Scientists can determine the history of genes by comparing the genomes of species that split from a common ancestor that lived long ago. Those comparisons can, for example, reveal gen
es that were delivered to their current host by a virus that lived in the distant past. Scientists have found that all living things have mosaics of genomes, with hundreds or thousands of genes imported by viruses. As far down as scientists can reach on the tree of life, viruses have been shuttling genes. Darwin may have envisioned the history of life as a tree. But the history of genes, at least among the ocean’s microbes and their viruses, is more like a bustling trade network, its webs reaching back billions of years.
Our Inner Parasites
Endogenous Retroviruses
The idea that a host’s genes could have come from viruses is almost philosophical in its weirdness. We like to think of genomes as our ultimate identity. We know who our biological parents are because they gave us our DNA. In our DNA are not just the instructions for the color of our skin or our susceptibility to diabetes. Our very nature lurks there. That’s why the idea of cloning is so abhorrent: no one should have to carry secondhand genes.

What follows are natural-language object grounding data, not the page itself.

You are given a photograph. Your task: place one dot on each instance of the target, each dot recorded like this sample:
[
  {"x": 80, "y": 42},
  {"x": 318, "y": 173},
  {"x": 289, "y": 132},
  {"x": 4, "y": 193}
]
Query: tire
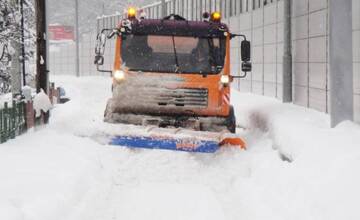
[{"x": 231, "y": 121}]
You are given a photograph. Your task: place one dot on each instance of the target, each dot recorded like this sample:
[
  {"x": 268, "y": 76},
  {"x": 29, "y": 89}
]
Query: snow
[{"x": 295, "y": 167}]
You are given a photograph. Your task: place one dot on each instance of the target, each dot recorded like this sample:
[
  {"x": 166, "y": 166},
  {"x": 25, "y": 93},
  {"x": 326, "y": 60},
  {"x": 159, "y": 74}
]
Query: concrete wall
[{"x": 262, "y": 22}]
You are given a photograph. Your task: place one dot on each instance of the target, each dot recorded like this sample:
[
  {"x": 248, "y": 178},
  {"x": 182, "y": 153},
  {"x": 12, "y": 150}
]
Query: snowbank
[
  {"x": 322, "y": 181},
  {"x": 295, "y": 168}
]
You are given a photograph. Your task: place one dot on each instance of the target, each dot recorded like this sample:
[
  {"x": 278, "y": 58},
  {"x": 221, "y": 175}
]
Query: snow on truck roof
[{"x": 178, "y": 28}]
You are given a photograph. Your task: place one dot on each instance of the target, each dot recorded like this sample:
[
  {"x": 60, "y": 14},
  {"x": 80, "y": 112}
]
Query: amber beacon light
[
  {"x": 216, "y": 16},
  {"x": 131, "y": 13}
]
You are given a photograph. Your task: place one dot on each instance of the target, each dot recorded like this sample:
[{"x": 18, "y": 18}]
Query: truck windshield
[{"x": 173, "y": 54}]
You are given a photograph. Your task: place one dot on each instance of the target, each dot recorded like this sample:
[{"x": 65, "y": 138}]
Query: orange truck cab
[{"x": 172, "y": 72}]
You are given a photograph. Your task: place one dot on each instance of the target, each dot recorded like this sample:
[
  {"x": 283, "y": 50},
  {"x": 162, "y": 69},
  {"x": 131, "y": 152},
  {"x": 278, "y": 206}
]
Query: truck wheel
[{"x": 231, "y": 121}]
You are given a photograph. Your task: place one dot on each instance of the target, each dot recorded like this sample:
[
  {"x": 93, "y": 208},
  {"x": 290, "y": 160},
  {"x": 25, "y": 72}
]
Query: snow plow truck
[{"x": 172, "y": 76}]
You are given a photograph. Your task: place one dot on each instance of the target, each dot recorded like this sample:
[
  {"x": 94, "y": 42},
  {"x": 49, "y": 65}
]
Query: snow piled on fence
[{"x": 295, "y": 167}]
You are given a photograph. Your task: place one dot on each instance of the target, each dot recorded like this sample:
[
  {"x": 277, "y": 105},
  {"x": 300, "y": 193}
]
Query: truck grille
[{"x": 177, "y": 97}]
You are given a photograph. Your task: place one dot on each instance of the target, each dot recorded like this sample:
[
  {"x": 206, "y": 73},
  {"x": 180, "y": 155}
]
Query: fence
[
  {"x": 12, "y": 120},
  {"x": 18, "y": 116},
  {"x": 262, "y": 22}
]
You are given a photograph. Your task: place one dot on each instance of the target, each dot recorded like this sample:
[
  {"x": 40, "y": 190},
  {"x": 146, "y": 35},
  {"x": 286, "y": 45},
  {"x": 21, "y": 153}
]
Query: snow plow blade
[{"x": 179, "y": 140}]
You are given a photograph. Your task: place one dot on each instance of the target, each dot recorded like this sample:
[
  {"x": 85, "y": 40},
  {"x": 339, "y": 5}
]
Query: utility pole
[
  {"x": 77, "y": 40},
  {"x": 42, "y": 78},
  {"x": 23, "y": 42},
  {"x": 163, "y": 8},
  {"x": 341, "y": 58},
  {"x": 16, "y": 64},
  {"x": 287, "y": 58}
]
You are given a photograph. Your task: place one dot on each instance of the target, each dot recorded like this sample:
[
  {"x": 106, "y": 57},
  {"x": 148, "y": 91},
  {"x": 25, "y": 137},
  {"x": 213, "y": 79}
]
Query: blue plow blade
[{"x": 166, "y": 143}]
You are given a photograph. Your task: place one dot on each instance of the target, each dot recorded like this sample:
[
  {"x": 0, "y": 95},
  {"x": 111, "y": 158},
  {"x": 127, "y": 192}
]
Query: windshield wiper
[
  {"x": 212, "y": 54},
  {"x": 176, "y": 57}
]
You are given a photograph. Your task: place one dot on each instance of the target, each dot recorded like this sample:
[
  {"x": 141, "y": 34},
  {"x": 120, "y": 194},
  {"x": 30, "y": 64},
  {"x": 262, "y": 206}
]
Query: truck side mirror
[
  {"x": 99, "y": 60},
  {"x": 246, "y": 66},
  {"x": 245, "y": 51},
  {"x": 100, "y": 44}
]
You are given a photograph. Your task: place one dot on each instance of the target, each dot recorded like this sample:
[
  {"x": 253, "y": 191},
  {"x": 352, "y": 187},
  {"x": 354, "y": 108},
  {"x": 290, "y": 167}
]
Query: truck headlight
[
  {"x": 225, "y": 79},
  {"x": 119, "y": 75}
]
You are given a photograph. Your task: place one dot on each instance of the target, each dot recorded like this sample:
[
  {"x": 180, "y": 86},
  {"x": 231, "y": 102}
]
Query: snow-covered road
[{"x": 61, "y": 172}]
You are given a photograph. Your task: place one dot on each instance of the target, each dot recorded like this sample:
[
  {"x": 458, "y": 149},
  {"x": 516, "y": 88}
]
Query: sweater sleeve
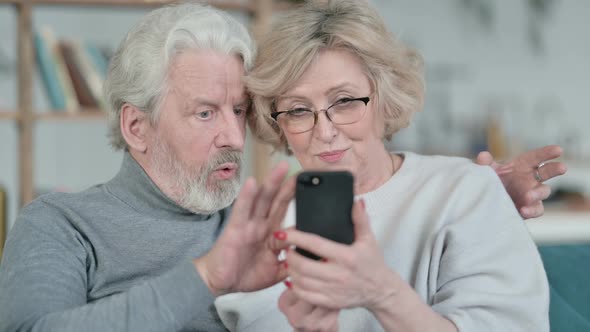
[
  {"x": 491, "y": 277},
  {"x": 43, "y": 286}
]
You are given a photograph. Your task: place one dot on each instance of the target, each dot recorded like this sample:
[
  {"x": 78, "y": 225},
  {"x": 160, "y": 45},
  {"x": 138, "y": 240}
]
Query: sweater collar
[{"x": 133, "y": 186}]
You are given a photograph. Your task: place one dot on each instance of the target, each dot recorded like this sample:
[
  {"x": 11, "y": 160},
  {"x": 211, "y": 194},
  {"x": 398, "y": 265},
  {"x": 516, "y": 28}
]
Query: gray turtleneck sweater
[{"x": 116, "y": 257}]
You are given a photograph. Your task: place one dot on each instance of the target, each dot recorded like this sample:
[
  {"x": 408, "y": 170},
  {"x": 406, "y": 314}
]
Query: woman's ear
[{"x": 134, "y": 126}]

But if most of an organism’s genes arrived in its genome in a virus, does it even have a distinct identity of its own? Or is it just a mishmash of genes, cobbled together by evolution? It’s as if the world was filled with hybrid monsters, with clear lines of identity blurred away.

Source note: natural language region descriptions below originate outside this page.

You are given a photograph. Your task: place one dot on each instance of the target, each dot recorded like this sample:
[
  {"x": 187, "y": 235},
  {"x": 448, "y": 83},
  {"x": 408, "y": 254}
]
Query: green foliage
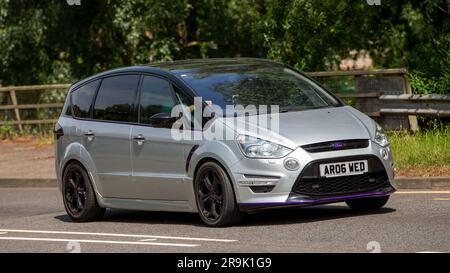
[
  {"x": 427, "y": 150},
  {"x": 50, "y": 41}
]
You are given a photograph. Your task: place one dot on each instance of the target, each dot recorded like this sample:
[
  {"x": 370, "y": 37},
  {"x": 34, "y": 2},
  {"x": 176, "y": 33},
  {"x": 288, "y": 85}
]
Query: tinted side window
[
  {"x": 82, "y": 99},
  {"x": 156, "y": 98},
  {"x": 115, "y": 98}
]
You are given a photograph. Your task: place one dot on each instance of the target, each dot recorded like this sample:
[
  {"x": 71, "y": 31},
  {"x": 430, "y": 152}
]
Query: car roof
[
  {"x": 172, "y": 67},
  {"x": 212, "y": 63}
]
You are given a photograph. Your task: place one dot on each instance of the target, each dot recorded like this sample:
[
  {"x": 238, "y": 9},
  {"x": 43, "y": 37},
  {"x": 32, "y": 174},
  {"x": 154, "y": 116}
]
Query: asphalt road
[{"x": 33, "y": 220}]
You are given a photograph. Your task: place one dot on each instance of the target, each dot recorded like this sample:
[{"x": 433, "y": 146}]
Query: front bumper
[{"x": 283, "y": 190}]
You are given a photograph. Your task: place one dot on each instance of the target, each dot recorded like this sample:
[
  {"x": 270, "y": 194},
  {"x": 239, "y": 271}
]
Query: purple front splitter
[{"x": 321, "y": 200}]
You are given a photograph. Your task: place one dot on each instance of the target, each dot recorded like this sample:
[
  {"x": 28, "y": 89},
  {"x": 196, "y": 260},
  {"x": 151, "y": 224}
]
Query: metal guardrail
[
  {"x": 381, "y": 103},
  {"x": 17, "y": 107}
]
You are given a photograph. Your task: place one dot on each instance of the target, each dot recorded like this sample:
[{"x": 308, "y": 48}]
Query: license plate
[{"x": 344, "y": 168}]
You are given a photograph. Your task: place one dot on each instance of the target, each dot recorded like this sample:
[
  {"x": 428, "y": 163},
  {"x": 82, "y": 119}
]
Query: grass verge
[{"x": 421, "y": 154}]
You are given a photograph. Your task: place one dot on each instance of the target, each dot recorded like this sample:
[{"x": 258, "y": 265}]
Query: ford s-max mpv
[{"x": 168, "y": 137}]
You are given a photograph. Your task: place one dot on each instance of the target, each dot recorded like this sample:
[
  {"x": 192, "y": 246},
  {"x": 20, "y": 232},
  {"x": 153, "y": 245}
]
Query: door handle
[
  {"x": 139, "y": 139},
  {"x": 90, "y": 135}
]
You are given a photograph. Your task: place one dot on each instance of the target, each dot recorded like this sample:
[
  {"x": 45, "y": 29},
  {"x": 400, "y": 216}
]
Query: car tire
[
  {"x": 215, "y": 197},
  {"x": 372, "y": 203},
  {"x": 79, "y": 197}
]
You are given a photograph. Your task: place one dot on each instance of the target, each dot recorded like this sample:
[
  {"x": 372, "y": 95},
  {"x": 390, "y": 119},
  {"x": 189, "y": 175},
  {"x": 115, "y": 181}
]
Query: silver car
[{"x": 218, "y": 137}]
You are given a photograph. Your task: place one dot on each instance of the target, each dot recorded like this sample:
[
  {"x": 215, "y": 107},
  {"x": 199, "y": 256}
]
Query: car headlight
[
  {"x": 380, "y": 137},
  {"x": 259, "y": 148}
]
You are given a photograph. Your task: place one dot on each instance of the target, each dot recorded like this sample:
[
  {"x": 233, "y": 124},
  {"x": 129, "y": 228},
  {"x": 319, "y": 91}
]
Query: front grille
[
  {"x": 310, "y": 183},
  {"x": 336, "y": 145}
]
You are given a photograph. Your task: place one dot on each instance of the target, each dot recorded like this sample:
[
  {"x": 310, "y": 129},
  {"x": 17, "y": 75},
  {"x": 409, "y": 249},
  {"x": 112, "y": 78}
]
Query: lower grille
[{"x": 310, "y": 183}]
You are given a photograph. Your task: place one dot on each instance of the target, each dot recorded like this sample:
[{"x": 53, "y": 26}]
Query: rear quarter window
[
  {"x": 81, "y": 100},
  {"x": 115, "y": 99}
]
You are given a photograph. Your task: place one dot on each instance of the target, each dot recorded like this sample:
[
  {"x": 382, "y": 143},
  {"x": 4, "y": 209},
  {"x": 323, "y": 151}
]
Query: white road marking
[
  {"x": 94, "y": 241},
  {"x": 422, "y": 192},
  {"x": 116, "y": 235}
]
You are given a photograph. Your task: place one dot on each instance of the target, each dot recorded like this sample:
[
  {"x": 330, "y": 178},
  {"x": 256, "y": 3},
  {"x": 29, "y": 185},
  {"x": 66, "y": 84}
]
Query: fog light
[
  {"x": 291, "y": 164},
  {"x": 384, "y": 152}
]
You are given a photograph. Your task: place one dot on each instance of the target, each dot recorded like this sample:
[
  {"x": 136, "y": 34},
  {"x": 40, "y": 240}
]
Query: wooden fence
[{"x": 382, "y": 94}]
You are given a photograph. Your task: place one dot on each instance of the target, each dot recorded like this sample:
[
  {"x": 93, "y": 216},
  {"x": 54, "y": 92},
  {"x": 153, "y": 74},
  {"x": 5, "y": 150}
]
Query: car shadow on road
[{"x": 284, "y": 216}]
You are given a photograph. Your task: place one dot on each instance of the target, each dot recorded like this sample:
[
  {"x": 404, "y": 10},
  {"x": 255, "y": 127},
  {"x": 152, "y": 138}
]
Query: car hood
[{"x": 309, "y": 126}]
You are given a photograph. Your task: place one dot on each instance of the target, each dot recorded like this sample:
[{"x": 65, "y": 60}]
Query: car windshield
[{"x": 257, "y": 85}]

Microbiologists have been getting used to the viral roots of the microbes they study for decades now. And as long as microbes were the only organisms with much evidence of virus-imported genes, we could try to ignore this philosophical weirdness by thinking of it merely as a fluke of “lower” life forms. But now we can no longer find comfort this way. If we look inside our own genome, we now see viruses. Thousands of them.